Quelqu'un proteste : "Mais les kelim que j'ai laissés dans la maison sont sûrement à l'abri ?" Ils sont temei'im. "La toumah est dans la ruche, et les ouvertures sont bourrées de paille !" C'est justement là la distinction : de la paille tassée de façon lâche suffit à empêcher la toumah d'entrer, mais ne suffit pas à retenir une toumah déjà à l'intérieur. C'est un schéma que nous avons rencontré maintes et maintes fois : la toumah trouve une sortie même par une brèche dont elle n'aurait jamais pu se servir comme entrée.

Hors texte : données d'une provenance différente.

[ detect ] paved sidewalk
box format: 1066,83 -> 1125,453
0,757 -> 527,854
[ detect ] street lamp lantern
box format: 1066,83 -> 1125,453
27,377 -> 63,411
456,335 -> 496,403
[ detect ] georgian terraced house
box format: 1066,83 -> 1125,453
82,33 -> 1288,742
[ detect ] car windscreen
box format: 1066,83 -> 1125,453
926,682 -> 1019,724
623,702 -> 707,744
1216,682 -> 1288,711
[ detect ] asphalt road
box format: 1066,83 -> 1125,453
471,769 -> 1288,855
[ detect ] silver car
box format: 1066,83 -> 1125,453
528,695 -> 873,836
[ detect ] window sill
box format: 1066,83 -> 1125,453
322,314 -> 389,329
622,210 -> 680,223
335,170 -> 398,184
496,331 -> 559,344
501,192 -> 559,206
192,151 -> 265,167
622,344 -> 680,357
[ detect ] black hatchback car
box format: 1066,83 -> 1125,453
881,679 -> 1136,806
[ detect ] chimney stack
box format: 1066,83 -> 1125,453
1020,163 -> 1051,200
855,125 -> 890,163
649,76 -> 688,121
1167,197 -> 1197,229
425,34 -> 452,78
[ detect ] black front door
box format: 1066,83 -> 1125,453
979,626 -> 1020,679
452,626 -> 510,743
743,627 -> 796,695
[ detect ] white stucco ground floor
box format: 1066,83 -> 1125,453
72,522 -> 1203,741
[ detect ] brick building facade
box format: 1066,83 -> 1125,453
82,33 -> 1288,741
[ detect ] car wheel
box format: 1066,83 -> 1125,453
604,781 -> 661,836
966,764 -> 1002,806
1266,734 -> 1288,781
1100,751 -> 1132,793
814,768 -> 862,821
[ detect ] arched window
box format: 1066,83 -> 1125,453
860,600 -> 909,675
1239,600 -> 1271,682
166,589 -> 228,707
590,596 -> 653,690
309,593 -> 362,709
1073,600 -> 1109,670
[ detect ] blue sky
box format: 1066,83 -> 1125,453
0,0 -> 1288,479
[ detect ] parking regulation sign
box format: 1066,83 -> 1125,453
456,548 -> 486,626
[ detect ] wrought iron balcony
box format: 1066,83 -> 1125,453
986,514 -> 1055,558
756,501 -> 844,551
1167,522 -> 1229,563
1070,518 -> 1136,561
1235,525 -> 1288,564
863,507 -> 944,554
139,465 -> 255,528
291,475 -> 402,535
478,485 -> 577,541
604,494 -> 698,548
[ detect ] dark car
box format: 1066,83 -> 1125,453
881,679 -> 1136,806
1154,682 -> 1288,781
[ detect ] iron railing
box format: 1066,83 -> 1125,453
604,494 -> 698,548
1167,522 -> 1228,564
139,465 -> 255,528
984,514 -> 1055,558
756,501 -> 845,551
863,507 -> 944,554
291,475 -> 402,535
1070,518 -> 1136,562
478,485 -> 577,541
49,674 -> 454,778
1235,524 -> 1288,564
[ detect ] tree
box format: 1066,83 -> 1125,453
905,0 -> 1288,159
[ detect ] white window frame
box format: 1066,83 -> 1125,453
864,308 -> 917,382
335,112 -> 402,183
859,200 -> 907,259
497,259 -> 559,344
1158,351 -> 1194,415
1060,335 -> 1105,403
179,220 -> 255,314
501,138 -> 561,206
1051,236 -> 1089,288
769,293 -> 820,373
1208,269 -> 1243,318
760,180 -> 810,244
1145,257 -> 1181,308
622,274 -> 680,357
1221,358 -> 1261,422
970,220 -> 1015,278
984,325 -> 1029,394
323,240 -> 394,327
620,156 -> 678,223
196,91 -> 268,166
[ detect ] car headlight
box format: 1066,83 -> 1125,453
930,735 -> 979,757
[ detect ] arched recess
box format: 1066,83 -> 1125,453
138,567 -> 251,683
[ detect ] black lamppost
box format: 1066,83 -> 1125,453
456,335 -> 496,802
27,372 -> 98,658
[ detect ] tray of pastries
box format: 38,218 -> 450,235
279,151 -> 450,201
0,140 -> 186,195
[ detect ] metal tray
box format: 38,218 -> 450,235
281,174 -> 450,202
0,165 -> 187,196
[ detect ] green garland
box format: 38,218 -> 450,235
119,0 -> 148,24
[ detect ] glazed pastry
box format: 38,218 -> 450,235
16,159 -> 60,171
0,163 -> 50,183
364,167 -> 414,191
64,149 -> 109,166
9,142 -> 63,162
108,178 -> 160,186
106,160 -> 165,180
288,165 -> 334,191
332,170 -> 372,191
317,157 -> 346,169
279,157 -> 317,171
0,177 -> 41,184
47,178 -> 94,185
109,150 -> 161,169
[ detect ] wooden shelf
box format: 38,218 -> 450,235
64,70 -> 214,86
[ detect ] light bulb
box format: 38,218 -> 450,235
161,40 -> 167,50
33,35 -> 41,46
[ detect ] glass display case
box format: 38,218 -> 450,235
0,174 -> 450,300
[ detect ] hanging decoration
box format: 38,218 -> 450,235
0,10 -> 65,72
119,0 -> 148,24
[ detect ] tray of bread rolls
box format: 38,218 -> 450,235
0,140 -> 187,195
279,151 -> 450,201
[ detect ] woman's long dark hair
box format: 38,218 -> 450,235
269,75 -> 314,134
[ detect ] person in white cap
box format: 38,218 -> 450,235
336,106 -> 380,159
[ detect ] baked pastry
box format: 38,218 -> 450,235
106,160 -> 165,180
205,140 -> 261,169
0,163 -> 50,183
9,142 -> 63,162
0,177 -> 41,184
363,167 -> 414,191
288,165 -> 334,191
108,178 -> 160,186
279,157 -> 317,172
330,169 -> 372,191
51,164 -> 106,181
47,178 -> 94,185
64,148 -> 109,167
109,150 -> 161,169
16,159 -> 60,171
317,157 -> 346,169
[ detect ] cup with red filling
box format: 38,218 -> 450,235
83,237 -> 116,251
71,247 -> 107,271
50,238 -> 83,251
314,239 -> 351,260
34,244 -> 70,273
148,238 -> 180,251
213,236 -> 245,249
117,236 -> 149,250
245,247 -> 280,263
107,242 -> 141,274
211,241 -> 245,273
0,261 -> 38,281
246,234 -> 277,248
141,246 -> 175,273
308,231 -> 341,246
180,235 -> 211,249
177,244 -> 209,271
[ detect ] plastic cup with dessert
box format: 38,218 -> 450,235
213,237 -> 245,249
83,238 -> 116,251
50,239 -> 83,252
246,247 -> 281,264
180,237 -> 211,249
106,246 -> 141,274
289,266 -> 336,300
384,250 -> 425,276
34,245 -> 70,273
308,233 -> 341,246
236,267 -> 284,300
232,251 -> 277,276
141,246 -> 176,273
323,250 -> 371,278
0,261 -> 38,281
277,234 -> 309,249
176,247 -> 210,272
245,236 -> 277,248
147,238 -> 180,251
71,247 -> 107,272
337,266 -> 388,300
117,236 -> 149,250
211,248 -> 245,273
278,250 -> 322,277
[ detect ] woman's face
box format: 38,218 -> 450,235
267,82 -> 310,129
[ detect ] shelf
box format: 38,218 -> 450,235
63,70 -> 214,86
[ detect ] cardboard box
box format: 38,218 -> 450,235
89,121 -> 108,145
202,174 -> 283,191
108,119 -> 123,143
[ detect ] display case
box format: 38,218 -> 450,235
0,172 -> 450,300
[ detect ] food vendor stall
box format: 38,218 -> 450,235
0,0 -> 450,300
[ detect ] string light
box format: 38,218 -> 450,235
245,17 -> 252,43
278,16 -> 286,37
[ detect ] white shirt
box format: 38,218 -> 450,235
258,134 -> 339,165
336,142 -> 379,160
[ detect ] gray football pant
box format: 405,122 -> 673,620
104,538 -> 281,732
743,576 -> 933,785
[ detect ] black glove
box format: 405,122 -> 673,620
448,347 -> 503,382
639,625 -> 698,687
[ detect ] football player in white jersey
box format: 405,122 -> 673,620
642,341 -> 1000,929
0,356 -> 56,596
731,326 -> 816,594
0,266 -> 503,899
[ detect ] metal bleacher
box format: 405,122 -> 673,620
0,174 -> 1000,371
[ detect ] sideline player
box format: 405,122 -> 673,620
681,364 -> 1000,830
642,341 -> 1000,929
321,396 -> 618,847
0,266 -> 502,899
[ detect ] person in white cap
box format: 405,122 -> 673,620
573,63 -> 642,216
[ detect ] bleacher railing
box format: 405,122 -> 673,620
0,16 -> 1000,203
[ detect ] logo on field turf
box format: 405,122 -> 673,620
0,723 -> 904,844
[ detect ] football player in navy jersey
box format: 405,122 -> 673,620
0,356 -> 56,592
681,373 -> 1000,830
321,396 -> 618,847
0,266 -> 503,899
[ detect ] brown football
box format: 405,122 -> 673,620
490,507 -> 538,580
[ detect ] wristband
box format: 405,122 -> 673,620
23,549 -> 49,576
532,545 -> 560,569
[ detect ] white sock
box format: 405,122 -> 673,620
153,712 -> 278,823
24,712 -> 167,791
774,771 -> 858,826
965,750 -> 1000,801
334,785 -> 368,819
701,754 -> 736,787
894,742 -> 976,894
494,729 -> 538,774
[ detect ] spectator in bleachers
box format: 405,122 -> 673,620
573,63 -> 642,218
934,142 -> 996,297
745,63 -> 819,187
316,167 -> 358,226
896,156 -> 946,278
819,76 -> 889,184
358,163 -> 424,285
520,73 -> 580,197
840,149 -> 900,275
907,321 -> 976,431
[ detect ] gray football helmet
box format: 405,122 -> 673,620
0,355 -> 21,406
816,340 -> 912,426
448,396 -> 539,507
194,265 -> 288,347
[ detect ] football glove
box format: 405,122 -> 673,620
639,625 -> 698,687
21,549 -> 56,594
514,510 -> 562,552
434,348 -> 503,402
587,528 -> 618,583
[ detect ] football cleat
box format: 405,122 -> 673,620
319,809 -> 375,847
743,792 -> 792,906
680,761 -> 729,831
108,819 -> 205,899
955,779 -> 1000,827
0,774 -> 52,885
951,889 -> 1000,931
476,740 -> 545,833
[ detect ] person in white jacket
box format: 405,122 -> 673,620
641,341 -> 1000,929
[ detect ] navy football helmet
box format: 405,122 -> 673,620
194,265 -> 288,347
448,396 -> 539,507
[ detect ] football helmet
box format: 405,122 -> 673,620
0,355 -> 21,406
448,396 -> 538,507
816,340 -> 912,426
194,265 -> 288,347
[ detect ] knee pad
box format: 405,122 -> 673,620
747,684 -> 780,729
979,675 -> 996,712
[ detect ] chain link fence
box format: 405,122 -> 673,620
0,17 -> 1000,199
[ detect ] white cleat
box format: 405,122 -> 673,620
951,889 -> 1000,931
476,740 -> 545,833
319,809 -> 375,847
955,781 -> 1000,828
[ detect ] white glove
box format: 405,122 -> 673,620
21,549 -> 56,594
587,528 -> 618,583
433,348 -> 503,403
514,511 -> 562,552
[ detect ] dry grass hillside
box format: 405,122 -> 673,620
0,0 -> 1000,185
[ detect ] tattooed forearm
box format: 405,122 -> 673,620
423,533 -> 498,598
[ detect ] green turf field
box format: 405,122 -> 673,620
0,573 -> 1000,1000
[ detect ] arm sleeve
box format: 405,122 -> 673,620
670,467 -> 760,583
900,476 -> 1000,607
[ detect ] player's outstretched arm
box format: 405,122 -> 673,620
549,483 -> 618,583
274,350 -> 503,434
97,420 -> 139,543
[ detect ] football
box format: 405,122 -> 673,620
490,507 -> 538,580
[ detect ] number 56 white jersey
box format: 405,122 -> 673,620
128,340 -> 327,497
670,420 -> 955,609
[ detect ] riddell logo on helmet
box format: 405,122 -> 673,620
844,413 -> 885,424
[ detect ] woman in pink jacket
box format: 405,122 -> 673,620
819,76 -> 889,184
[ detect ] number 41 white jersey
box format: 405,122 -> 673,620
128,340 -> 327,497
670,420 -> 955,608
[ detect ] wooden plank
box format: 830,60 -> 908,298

Et qu'en est-il de celui qui dit : "la toumah est dans la ruche, mais mon keli était dehors, au-dessus ou en dessous de la partie qui dépasse" ? Tamei également. Dès lors qu'un kezayis de meis se trouve dans la kaveres, nous considérons la kaveres entière comme remplie de toumah. Par conséquent, tout point situé au-dessus de la ruche compte comme étant au-dessus de la toumah, et tout point situé en dessous compte comme étant en dessous de la toumah. Et puisque la kaveres est un keli et non un ohel, elle ne peut pas servir de chatzitza pour empêcher cette toumah de monter ou de descendre.
"Alors un récipient posé au-dessus de la ruche est tamei même s'il n'est pas directement au-dessus du kezayis ?" Exactement. La toumah étant à l'intérieur, nous traitons toute la ruche comme si la toumah l'occupait, et une telle toumah monte aussi facilement qu'elle descend. Comparez avec le cas de la toumah dans la maison, où les dégâts s'arrêtent à la maison : là, elle ne peut pas atteindre la ruche par les trous bouchés de paille, aussi larges qu'un tefach chacun, et certainement pas par la bouche du récipient, qui est entièrement tournée hors de la maison.
Une brève révision
Parce que ces halachos sont si noge'ah, si concrètes, reprenons une fois encore les quatre décisions. Notre kaveres est couchée dans l'embrasure de la porte, sa bouche tournée vers l'extérieur et son extrémité fermée vers l'intérieur, et cette extrémité intérieure comporte deux ouvertures l'une face à l'autre, comme toute ruche l'exige pour que les abeilles puissent entrer et sortir. Pour le moment, ces ouvertures sont bouchées avec de la paille.
- Toumah sous la section qui dépasse, ou au-dessus d'elle : tout ce qui se trouve dans l'axe vertical du kezayis contracte la toumah. Toumah au-dessus : tirez une ligne vers le bas, et tout ce qui est posé sous la ruche est tamei. Toumah en dessous : remontez la ligne, et un récipient posé sur la ruche est tamei. Le contenu de la kaveres est sauf, et tout ce qui est dans la maison également.
- Toumah dans la maison elle-même : la toumah reste confinée aux kelim qui s'y trouvaient. Elle ne réussit pas à franchir les ouvertures bourrées de paille du côté intérieur, et la bouche de la ruche n'est pas non plus une voie d'accès, puisqu'elle s'ouvre à l'opposé de la maison.
- Toumah à l'intérieur de la kaveres : rien n'échappe. La ruche est considérée comme si la toumah l'occupait tout entière, de sorte que tout point au-dessus de la section extérieure compte comme étant au-dessus de la toumah, et tout point en dessous comme étant en dessous d'elle, et étant un keli et non un ohel, la ruche n'est pas choitzets. Vers la maison aussi, de la paille tassée de façon lâche ne peut pas garder la toumah enfermée, et celle-ci se répand donc à l'intérieur.
Avec cette michna, nous avons ouvert la série de quatorze michnayos bâtie autour de la kaveres, et l'image que nous avons dessinée ici nous servira grandement à mesure que les variantes se dérouleront.